The Winton Alma Diversified Macro Fund, formerly Alma Systematic Alpha, is the only UCITS vehicle to access Winton’s flagship Diversified Macro CTA strategy. With a track record dating back to 1997, the Diversified Macro strategy combines a core allocation to trend following with diversifying signals and exposure to alternative markets.
Originally launched on Deutsche Bank’s Platinum platform in June 2010, the Winton Alma Diversified Macro Fund is one of the oldest trend-following UCITS funds. After a change in UCITS regulations in 2013, the fund was also one of the first to be implemented across all the traditional CTA sectors, with commodities traded via a UCITS-eligible note. This approach is now used widely across CTA UCITS funds. The Deutsche Bank platform was acquired by Alma Capital in 2019.
Complexity and uncertainty means that information is not absorbed into markets very quickly, which allows large trends to emerge.
Simon Judes, co-CIO, Winton
The Alma fund is one of three Winton UCITS offerings, which include the Winton Trend Fund and the Winton Diversified Fund, which is in the process of being renamed Winton Multi-Strategy UCITS. The Winton Trend Fund trades a pure trend following strategy in traditional CTA markets only, while the multi-strategy UCITS fund combines trend following, global systematic macro and quant equity market neutral strategies in a single highly diversified portfolio.
In common with most trend following CTAs, Winton had a strong first half of 2024 thanks to longs in cocoa, equity indices, and shorts in Japanese Yen and natural gas. However, in contrast to some peers, Winton’s strategy held up well after a tumultuous start to August and profited in 2023, a year when others struggled. Reasons included risk management reducing the drawdown, and non-trend models enhancing returns.
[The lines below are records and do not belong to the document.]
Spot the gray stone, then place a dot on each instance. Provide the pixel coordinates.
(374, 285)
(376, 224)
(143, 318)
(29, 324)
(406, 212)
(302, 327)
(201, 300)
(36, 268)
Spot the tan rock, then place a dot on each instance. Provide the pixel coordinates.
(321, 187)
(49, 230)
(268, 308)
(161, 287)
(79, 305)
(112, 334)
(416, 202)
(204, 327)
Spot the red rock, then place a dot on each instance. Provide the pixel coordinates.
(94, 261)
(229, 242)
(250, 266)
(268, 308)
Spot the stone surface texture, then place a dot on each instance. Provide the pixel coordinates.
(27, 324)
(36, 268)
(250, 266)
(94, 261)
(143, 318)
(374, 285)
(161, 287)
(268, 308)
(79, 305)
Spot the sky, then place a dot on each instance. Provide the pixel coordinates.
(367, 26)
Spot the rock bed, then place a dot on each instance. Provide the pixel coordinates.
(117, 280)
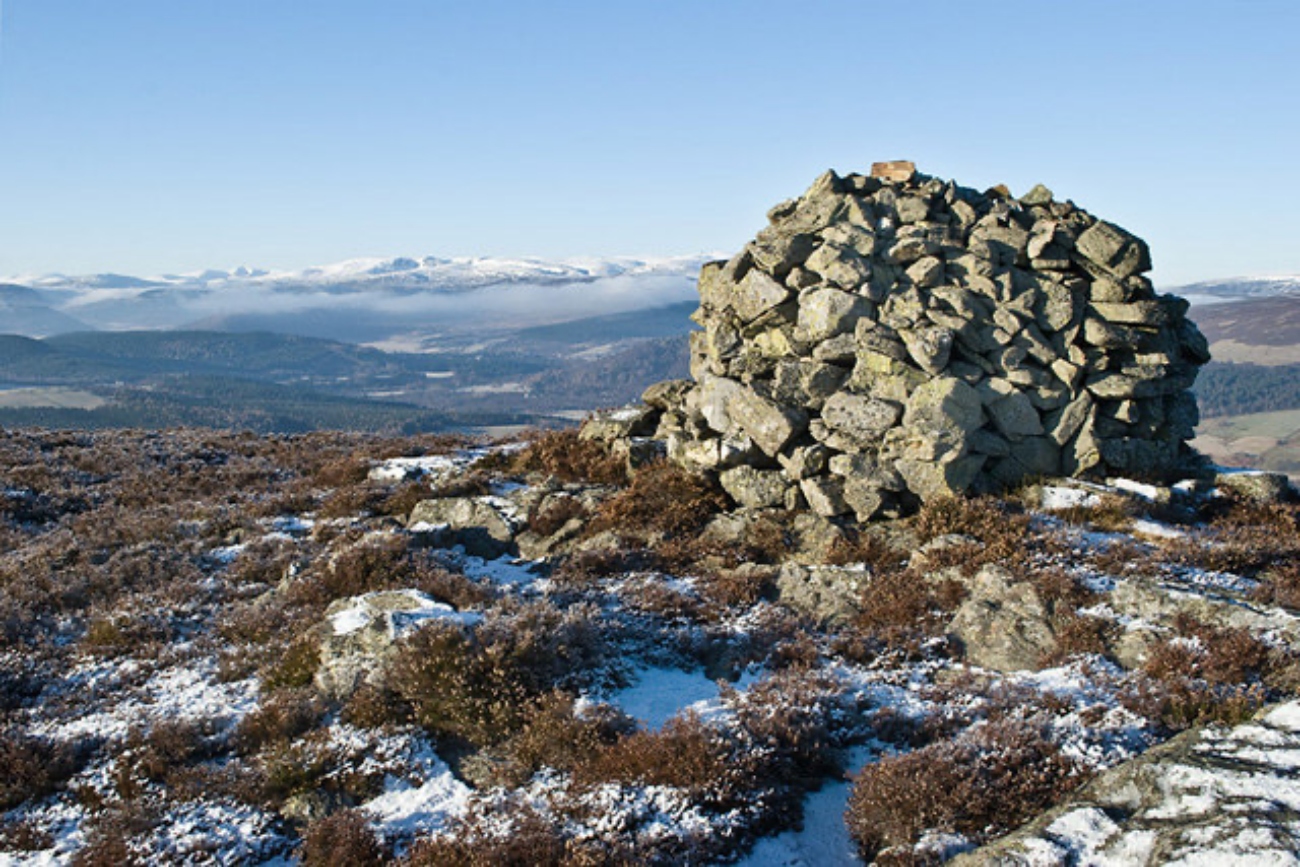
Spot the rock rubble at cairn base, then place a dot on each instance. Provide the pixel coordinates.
(895, 338)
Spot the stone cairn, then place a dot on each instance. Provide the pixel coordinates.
(895, 338)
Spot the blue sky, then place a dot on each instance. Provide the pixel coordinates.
(152, 135)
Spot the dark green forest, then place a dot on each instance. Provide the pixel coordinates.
(1242, 389)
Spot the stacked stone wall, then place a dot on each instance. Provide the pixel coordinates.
(892, 338)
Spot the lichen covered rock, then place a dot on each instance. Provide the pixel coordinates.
(962, 339)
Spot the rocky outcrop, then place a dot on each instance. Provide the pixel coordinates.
(1212, 796)
(896, 338)
(1004, 624)
(362, 633)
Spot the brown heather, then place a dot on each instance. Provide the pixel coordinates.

The fund has an annualised volatility target of 8 to 12% over the long term and is operated within a multi-faceted risk management framework that co-CIO Simon Judes dubs “hypervigilant”.
Amid the collapse of Silicon Valley Bank in March 2023, many trend-oriented CTAs had their worst month in years, but Winton lost less than most as one of its stress tests stopped the strategy scaling up its positions. “Long equity and short bond exposures appeared to be diversifying for one another heading into March 2023, which meant other CTAs ramped up positions to hit their volatility target. But this diversification suddenly disappeared, leading these CTAs to large losses, which they locked in when their strategies deleveraged after the event,” says Judes.
This stress test focused on correlation risk and was introduced to Winton’s risk management framework after a CTA crash in February 2007. It also helped to curtail losses during early August 2024, when an unwind in the long equity and short yen trades caused double-digit losses for some trend followers. Winton’s correlation stress test constrained its long equity exposure while a different proprietary metric reduced short Yen exposure.
“Time and time again, we have seen how prudent risk management and not giving back too much of our P&L at these turning points can be a major differentiator in the long run,” adds Judes.
2010
Originally launched on Deutsche Bank’s Platinum platform in June 2010, the Winton Alma Diversified Macro Fund is one of the oldest trend-following UCITS funds.
Winton’s pure trend strategy has outperformed the SG Trend Index in risk-adjusted terms over the past three and five years ending in August 2024, but it is the non-trend signals that explain much of the strong outperformance of Diversified Macro over the past three years to August 2024, particularly after 2023.
Within the non-trend bucket, mean reversion models and multi-asset carry made strong contributions in 2023. Multi-asset carry was introduced by Winton back in 2011 when the established concept in currencies was expanded to fixed income and commodities. The signal is the largest non-trend model because it is seen as highly complementary to trend, while more than a dozen other models are roughly equal weighted.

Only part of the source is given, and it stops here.